A little over a year ago, The Dallas Morning News ran a picture of a drowned three-year-old Syrian boy who washed up on the beach next to a column I had written about the rhetoric of the recent presidential campaigns. I couldn’t help but think about how our national political rhetoric might be causing waves of international consequence. At the very least, I hoped three-year-old Aylan Kurdi did not die in vain.

After the picture of Kurdi’s lifeless body was released, The Dallas Morning News Managing Editor Mike Wilson said he received an email from a reader who said the picture was “gory.” “I wrote back and told her that I appreciated her sensitivity,” he said. “We chose it specifically because it wasn’t gory. There was no blood, no person’s face, no severed limbs. It’s just a forlorn, heartbreaking image that tells the reality of what’s happening.”

The picture wasn’t gory, yet it reminded me of the graphic photo of 9-year-old Kim Phuc, who was running away from an aerial napalm attack on June 8, 1972.

Both pictures are haunting to their core. But I am glad they were published.

According to New York photography expert, curator and historian, Mary Panzer: “Pictures do not work on our brains according to logic, they hit lower and deeper. Emotion is not reasonable, and in fact, there is undeniable pleasure in being able to submit to un-reason, to feel something strong and true after all the titillation and trash that crosses our visual field every hour of the day.”

How did you react to Kurdi’s or Phuc’s photo?
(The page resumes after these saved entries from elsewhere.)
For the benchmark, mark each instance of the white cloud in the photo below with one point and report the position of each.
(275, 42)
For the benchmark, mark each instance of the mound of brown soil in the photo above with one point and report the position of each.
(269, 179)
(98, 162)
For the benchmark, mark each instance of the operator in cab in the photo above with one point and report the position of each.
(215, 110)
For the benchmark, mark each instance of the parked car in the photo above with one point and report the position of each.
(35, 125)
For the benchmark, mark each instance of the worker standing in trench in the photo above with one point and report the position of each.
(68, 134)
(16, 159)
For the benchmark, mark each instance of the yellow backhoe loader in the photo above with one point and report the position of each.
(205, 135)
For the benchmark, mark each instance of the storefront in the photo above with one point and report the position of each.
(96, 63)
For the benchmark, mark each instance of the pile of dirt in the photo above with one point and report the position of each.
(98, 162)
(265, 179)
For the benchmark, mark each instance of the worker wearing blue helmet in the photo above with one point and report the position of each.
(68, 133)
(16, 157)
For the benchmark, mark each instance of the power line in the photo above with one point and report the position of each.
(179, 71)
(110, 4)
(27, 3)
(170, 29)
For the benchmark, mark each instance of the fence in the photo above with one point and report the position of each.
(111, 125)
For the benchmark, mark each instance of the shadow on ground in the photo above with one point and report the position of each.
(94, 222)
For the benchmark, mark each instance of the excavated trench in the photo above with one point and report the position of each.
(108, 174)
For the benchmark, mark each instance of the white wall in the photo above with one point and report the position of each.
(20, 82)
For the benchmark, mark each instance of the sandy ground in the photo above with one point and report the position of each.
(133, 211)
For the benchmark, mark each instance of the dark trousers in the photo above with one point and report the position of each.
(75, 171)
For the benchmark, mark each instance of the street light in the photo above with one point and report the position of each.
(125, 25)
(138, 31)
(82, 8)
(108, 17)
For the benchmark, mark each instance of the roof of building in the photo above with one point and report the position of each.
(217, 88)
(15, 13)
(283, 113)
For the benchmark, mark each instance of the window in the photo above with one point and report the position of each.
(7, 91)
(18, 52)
Poynter’s Chief Media Writer James Warren writes, “The images exploit our collective memory and associations. Where were the parents? Who and what might possibly hurt such a powerless thing? What evil forces lurk? We don’t really think about Syria or Turkey and the obvious policy issues they inspire related to migrants and refugees, but just generally about parents, children, safety and danger.”

Could you imagine if you were Kurdi’s father? Or Phuc’s mother?

Both of these harrowing pictures were taken overseas, but it is hard to deny that we should bear no blame. Before we implemented a “total and complete shutdown” of Syrian and Muslim refugees from seven countries yesterday, our refugee intake was already criminal.

Since the conflict in Syria began in 2011, until the photography date of Aylan Kurdi’s lifeless body, the United States had taken in only about 1,500 Syrian refugees. That is not a typo: 1,500 Syrian refugees total.

When Obama moved to raise the Syrian ceiling to 10,000 — a more reasonable number I suppose, but still an unbearably low moral figure, all hell broke loose.

Yesterday, many politicians paid tribute to Holocaust Memorial Day, where millions of innocent lives were lost, and these politicians pledged, “Never again.” Yet they turn a blind-eye to our current refugee crisis.

Last September marked the one-year anniversary of Kurdi’s haunting beach picture. As of last September, “the death toll from Syria’s five-year civil war has reached 300,000 victims, devastating Syrian villages and cities and fueling a refugee crisis that has confounded political leaders in Europe and the Middle East,” according to the International Business Times.

As of the end of last year, “the death toll of the five-year conflict is estimated to be more than 500,000, with 11 million people forcibly displaced,” according to the Edmonton Journal.

“The ongoing conflict in Syria has triggered the worst humanitarian crisis in the world today. According to the United Nations, 13.5 million people inside Syria need urgent help, including 6.5 million who are internally displaced… Almost 4.6 million Syrians have sought refuge in the neighbouring countries of Egypt, Iraq, Jordan, Lebanon, and Turkey. Thousands more have made the harrowing journey to Europe in search of a better life,” according to the Canadian Government.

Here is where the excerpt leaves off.